Humble Boy

Charlotte Jones
Orange Tree Theatre, Richmond

Belinda Lang, Selina Cadell, Jonathan Broadbent, Rebekah Hinds and Paul Bradley Credit: Manuel Harlan
Jonathan Broadbent Credit: Manuel Harlan
Paul Bradley and Belinda Lang Credit: Manuel Harlan

When Charlotte Jones's best work to date first appeared in 2001, the National paired Humble Boy in the Cottesloe with a memorable Hamlet, John Caird, who directed both productions, drawing a number of cast members from that ensemble.

17 years on, it is still hard to erase the memories of Simon Russell Beale portraying unworldly genius Felix or Diana Rigg in the role of his brutally strident mother, Flora. The supporting cast was almost as good and ensured that the play was launched in magnificent fashion.

It is odd that such a popular piece should wait so long for its first significant London revival and a credit to the Orange Tree that it can claim the credit for doing so.

Ignoring an almost invisible step that endangered visitors, Simon Daw's design is an instant classic, comprising a lovely country garden complete with flowery border and its environs.

This is the setting for a social comedy that takes place following the untimely demise of James Humble, a schoolteacher and beekeeper who quietly lived down to his name.

The events that take place wittily echo those of Hamlet but in condensed and surreally comical fashion.
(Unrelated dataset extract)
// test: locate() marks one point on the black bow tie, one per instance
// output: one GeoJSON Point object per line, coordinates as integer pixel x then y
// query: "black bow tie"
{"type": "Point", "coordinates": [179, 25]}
While there is no suggestion of murder, widow Flora, played with lofty archness by the splendid Belinda Lang, has been having an affair with Paul Bradley's uncouth George Pye.

At the same time, Jonathan Broadbent’s unprepossessing Felix enjoys a strained, on-off relationship with Rebekah Hinds as George's matter-of-fact daughter Rosie. Unlike Shakespeare’s Ophelia, Rosie has a daughter named Felicity, whose paternity adds to the intrigue and stress for all concerned.

Completing the picture are two secondary characters. Selina Cadell is jumpy, verbose Mercy, the kind of charitable do-gooder who inadvertently destroys anything in her ambit but does, at least, get the best gag of the evening and an inevitable round of spontaneous applause. Christopher Ravenscroft takes the role of Jim, the gentle gardener, who has his own hidden depths.

Before the interval break in the 2½-hour production, the plot largely builds a warts and all portrait of a series of uncomfortable relationships with only unfeeling George really happy, while stuttering theoretical astrophysicist Felix is so unstable that he seems unlikely to make it into the final stages of the evening.

A dinner to celebrate the upcoming nuptials of Flora and George dissolves into argument and comedy, before a series of unlikely events lead to a satisfying and unexpectedly hopeful ending.

Paul Miller’s well-cast revival confirms what those who saw it first time around had concluded, which is that Humble Boy is a fine and very funny piece of imaginative writing that should be enjoyable whether or not you are familiar with the Shakespearean allusions.